Falmouth sat behind the wheel of the Firebird about a hundred feet from Chiado’s house. On the back of the front seat on the passenger side there was a small clear plastic dish, no larger than a tea saucer, with a parabolic mike the size of a fingernail in its centre. It was aimed at the open front window of Chiado’s house with a thin cord from the mike to the speaker in Falmouth’s right ear. The setup could pick up conversations a thousand yards away.

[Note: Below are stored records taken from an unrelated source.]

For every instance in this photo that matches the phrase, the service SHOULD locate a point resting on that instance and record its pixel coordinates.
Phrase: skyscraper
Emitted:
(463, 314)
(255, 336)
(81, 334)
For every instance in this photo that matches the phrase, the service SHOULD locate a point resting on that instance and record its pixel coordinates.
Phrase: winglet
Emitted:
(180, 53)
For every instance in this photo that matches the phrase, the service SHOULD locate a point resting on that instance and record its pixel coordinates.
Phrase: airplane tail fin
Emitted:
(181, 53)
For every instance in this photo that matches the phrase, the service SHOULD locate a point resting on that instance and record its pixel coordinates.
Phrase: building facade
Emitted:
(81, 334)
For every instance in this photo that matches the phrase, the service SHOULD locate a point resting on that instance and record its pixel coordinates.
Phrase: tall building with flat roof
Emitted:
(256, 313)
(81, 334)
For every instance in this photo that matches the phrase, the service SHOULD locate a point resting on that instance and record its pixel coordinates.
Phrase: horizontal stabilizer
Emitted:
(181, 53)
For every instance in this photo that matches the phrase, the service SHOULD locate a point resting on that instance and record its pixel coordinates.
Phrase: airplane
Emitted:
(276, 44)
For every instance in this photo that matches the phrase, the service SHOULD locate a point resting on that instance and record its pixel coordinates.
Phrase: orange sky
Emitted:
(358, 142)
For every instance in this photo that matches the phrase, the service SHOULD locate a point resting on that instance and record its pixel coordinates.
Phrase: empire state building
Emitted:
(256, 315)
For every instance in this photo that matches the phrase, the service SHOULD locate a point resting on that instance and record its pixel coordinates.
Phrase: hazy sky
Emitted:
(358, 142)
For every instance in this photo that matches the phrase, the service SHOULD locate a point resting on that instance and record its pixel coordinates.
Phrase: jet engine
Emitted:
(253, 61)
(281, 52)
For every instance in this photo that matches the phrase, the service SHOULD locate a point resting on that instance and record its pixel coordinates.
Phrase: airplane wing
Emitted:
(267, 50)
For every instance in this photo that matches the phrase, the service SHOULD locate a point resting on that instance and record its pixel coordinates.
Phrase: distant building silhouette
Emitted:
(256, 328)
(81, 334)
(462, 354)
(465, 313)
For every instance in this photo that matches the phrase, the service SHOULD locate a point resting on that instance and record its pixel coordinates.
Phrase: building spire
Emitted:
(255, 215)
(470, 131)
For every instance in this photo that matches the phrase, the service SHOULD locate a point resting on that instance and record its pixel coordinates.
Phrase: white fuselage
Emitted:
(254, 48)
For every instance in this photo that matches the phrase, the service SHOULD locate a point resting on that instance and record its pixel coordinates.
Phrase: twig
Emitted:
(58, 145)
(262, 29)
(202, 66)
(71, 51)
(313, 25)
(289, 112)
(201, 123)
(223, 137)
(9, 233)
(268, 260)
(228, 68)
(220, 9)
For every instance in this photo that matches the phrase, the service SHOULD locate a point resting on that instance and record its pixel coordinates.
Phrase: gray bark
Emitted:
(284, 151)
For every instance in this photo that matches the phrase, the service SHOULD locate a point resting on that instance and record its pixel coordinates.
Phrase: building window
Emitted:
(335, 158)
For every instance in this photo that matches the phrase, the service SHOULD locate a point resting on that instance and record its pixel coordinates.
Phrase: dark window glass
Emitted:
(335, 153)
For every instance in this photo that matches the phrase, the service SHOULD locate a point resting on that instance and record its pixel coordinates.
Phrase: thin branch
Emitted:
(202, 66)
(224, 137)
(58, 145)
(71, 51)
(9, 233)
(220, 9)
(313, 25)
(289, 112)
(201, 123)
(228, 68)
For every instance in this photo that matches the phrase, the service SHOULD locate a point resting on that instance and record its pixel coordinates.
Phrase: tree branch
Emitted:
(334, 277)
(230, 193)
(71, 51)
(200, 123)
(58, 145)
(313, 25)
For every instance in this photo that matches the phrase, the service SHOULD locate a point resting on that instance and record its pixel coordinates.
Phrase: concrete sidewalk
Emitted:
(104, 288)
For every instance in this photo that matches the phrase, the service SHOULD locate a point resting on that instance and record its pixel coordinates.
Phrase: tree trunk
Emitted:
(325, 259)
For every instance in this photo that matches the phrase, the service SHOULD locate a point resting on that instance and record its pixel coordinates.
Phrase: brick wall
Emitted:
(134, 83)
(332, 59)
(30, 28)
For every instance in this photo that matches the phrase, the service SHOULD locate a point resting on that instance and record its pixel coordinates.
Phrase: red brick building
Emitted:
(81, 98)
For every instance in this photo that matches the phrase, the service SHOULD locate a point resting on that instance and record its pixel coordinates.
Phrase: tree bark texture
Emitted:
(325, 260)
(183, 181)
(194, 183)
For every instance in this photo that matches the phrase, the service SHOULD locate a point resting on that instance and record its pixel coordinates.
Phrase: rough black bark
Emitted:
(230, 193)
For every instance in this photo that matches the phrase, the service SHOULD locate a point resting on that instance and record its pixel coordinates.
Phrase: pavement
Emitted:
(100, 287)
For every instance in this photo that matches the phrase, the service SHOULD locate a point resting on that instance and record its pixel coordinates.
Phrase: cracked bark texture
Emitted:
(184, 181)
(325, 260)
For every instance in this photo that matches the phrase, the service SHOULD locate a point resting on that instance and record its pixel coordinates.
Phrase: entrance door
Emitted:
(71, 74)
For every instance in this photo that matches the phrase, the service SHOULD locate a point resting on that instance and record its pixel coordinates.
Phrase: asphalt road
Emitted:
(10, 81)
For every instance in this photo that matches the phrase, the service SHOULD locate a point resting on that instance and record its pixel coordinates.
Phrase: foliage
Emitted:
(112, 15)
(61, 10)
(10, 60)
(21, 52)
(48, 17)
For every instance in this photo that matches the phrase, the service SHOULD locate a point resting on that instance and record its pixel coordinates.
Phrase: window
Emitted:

Chiado lay beside Falmouth on the front seat. Around his throat was a thread of C-4 plastique no thicker than a nylon fishing line. Imbedded in the back of it was a tiny radio-controlled fuse. Chiado had been dead for more than an hour, ever since Falmouth dropped him in his tracks. Chiado had seen the tall gringo, with the cigar, leaning over the door, locking his car. As Chiado approached him the big man turned to him, pointing to the cigar, and said, in perfect Spanish, ‘Deme Un fosforo, por favor.’ And an instant later Chiado felt something sting his throat and it began to burn and the burning spread like a fire down his neck into his chest and down his arms to his fingers and then the world seemed to spin away from him and the man with the cigar got smaller and smaller. The dart had hit the main nerve in Chiado’s throat. Falmouth threw the terrorist in the front seat, pulled down a dark street and garrotted him.

Falmouth’s ear was deluged with sound. Two crying children, a woman’s shrill commands rising above the blaring radio somewhere in another part of the house, another child whimpering in her arms. Then the phone rang and she answered

‘Que hay!... Buenas noches, Areno ... Quë pasa?